Guest More than 1 year ago
This book came to my attention through its stellar reviews and place on the bestseller list. The story itself is very good, and an important one to be told. The low point of the book came I felt, in the extensive details, as the author recounted nearly every song the Kulturbund performed as well as the various performers. This made the book less fluent, as I continually got confused on the names. In short, a very good book for those serious about the subject.
Anonymous More than 1 year ago
Guest More than 1 year ago
I first heard Martin Goldsmith talking about the story of his parents, Gunther (George) and Rosemarie(y)a couple of months ago, the piece that I heard on NPR's Morning Edition moved me to purchase the book. I became so involved with the blossoming romance between Mr. Goldsmiths' parents and the impending danger of living in Germany during the rise of Hitler and the onset of WWII, that I could hardly put the book down! I want to thank you Mr. Goldsmith for writing such a moving story!
Guest More than 1 year ago
National Public Radio listeners have known Martin Goldsmith for years as the friendly, reassuring voice of 'Performance Today.' Encyclopedically knowledgeable about classical (as well as rock) music, Goldsmith has a relaxed and comfortable on-air style that helps to make classical music more accessible to broad audiences. That same style is found in 'The Inextinguishable Symphony,' helping to make another complex subject -- the Holocaust -- more accessible to audiences both familiar and unfamiliar with it. But this isn't just 'another book about the Holocaust.' Nor is it about tragically anonymous victims. It is instead about Goldsmith's parents -- Gunther, a flutist, and Rosemarie, a violist -- who meet and charmingly fall in love in Nazi Germany in the '30s, as well as about Grandfather Alex and Uncle Helmut and other family members and friends, each of whom Goldsmith makes real and sympathetic through his rich, exquisitely detailed, and heartbreakingly honest narrative. These are people that the reader comes to care about deeply, and we celebrate -- and in some cases grieve -- their fates. Goldsmith is a helluva storyteller. But it's also not just a love story (Gunther literally does risk his life for his young sweetheart) or merely an author's own personal journey in search of his own roots. Through the vehicle of his remarkable parents' own individual stories, Goldsmith explores the only-dimly known, but fascinating, story of the Judische Kulturbund -- the Jewish Culture Association -- to which Jewish musicians, actors, and others were artistically exiled in Nazi Germany. Goldsmith reveals much about this controversial and complicated organization which, although the only source of culture for German Jews, knowingly served the Nazis' propaganda purposes. The reader marvels at how much the 'Kubu' was able to accomplish under such hateful conditions, but is also forced to ask, 'What would I have done in these circumstances? Would I have risked my life just to make music?' This is a troubling, but ultimately triumphant, book about real people trying to live their lives, their love, and their music in unthinkable times. I highly recommend it to anyone interested in music, in the Holocaust, in cultural history, or simply in a good love story well told.
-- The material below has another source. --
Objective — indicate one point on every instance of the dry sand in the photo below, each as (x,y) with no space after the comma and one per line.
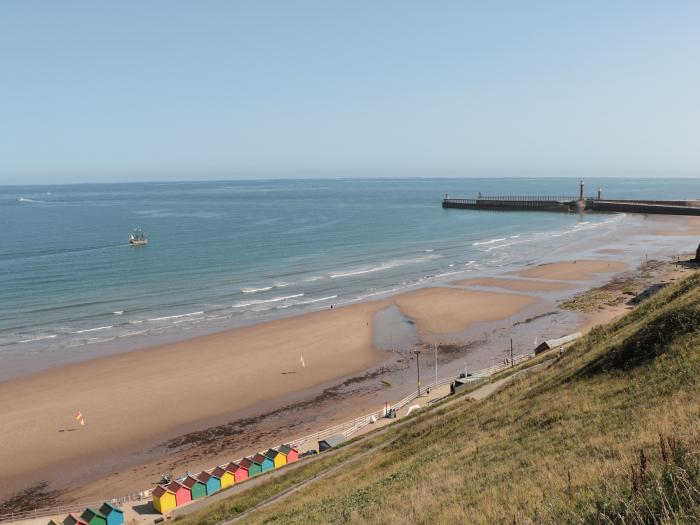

Guest More than 1 year ago
Martin Goldsmith, former host of NPR's 'Performance Today,' recounts in rich detail the compelling story of his parents, Gunther and Rosemary, two talented musicians who fall in love while performing in a Jewish orchestra organized by Joseph Goebbels as a Nazi propaganda tool. Goldsmith, a gifted writer, captures the time and place magnificently, and his book is both an eye-opener and a page-turner. If only we could hear the classical music that serves as backdrop to Gunther and Rosemary's remarkable tale of survival and escape in an era of madness. Hopefully, THE INEXTINGUISHABLE SYMPHONY will become a movie - then we can experience its power and passion to the full and its message of courage and hope will reach an even greater audience. Bravo Mr. Goldsmith for bringing this wonderful story to our attention!